After Georges Brassens' song of friendship yesterday, let’s visit a Yorkshire-born chansonnier who was highly influenced by the Frenchman, as well as Jacques Brel andCharles Trenet but was admired by, and influenced many later artists including Pulp’s Jarvis Cocker, Momus, Ralph McTell, Morrissey, Arctic Monkeys’ Alex Turner, and the comedian singer-songwriters Jasper Carrott and Mike Harding. Superbly entertaining, witty and precise, he created four studio albums between 1967 and 1977 as well as a series of live albums. Yet he was also cruelly underrated in his lifetime, and his lack of commercial success contributed to his later alcoholism and death at the age of just 64 in 2002. If only he knew how much is work attracts continued love.
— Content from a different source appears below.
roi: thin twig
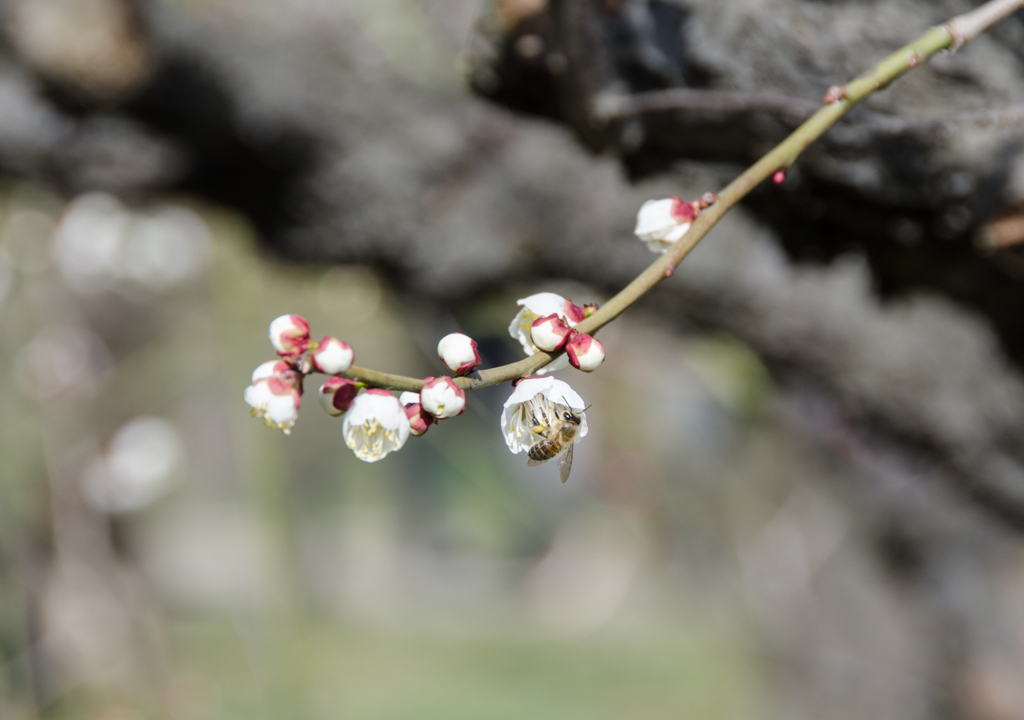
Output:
[346,0,1024,391]
[594,88,1024,135]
But let us admire his work in all its glory now. The Lodger, taken from a live album recorded at Queen Elizabeth Hall in London in 1970, typifies his style – a deftly dirty, bawdy tale, almost Chaucerian in nature, of a tenant in visited by his landlady’s three daughters who use him for sexual fun. Enjoying himself, but increasingly exhausted, the lodger’s sexual prowess is tested to its limits, until a twist in the end arrives when the landlady herself arrives by his bedside. Thackray’s crisp playing and sheer exuberance in pronouncing every syllable, he uses many phrases not normally found in lyrics (they are indeed “acrobatic and emphatically fine”). He humorously balances the various characters voices perspectives, using superb changes of pace and timing. A genius of wit, charm and guile.
I was amazed, and really rather tired;
I thought I'd given all that I could give.
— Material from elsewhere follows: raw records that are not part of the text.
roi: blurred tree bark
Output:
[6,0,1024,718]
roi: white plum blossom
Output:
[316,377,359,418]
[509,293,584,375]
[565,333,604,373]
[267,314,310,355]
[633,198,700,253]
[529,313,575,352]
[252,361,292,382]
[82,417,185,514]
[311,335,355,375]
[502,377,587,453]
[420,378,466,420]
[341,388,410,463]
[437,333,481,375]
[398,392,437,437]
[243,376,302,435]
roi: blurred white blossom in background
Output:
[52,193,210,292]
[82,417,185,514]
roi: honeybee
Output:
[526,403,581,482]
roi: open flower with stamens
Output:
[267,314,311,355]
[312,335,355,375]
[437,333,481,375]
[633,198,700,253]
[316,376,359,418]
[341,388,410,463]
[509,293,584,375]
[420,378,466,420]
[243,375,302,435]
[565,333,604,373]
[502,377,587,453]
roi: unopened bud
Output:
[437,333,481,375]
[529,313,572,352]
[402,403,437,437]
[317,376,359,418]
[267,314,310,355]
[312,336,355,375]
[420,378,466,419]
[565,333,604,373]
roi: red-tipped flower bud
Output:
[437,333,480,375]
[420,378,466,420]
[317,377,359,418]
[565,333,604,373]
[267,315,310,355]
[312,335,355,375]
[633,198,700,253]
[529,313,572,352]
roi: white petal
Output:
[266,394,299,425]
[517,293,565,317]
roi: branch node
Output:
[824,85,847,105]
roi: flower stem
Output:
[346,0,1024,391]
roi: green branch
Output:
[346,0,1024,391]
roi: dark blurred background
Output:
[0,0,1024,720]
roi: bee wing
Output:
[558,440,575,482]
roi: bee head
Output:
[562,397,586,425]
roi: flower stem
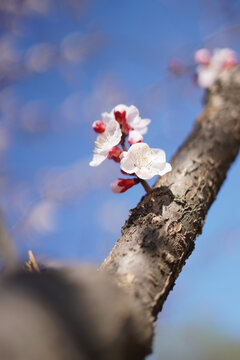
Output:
[139,179,152,194]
A little kip was all that I desired,
But I'm British, so my upper lip was stiff.
She was chaotic, idiotic, quite exotic and ecstatic,
Acrobatic and emphatically fine.
All to no good, for when I could open my eyes, to my surprise
I found her mother looking into mine.
"Julie, go to bed!" Julie left the scene.
"Now listen, Ma," I said, "I know the old routine.
"I'll do what you like, but I shall be vexed
"And I'll bloody well go on strike if Grandma's next!"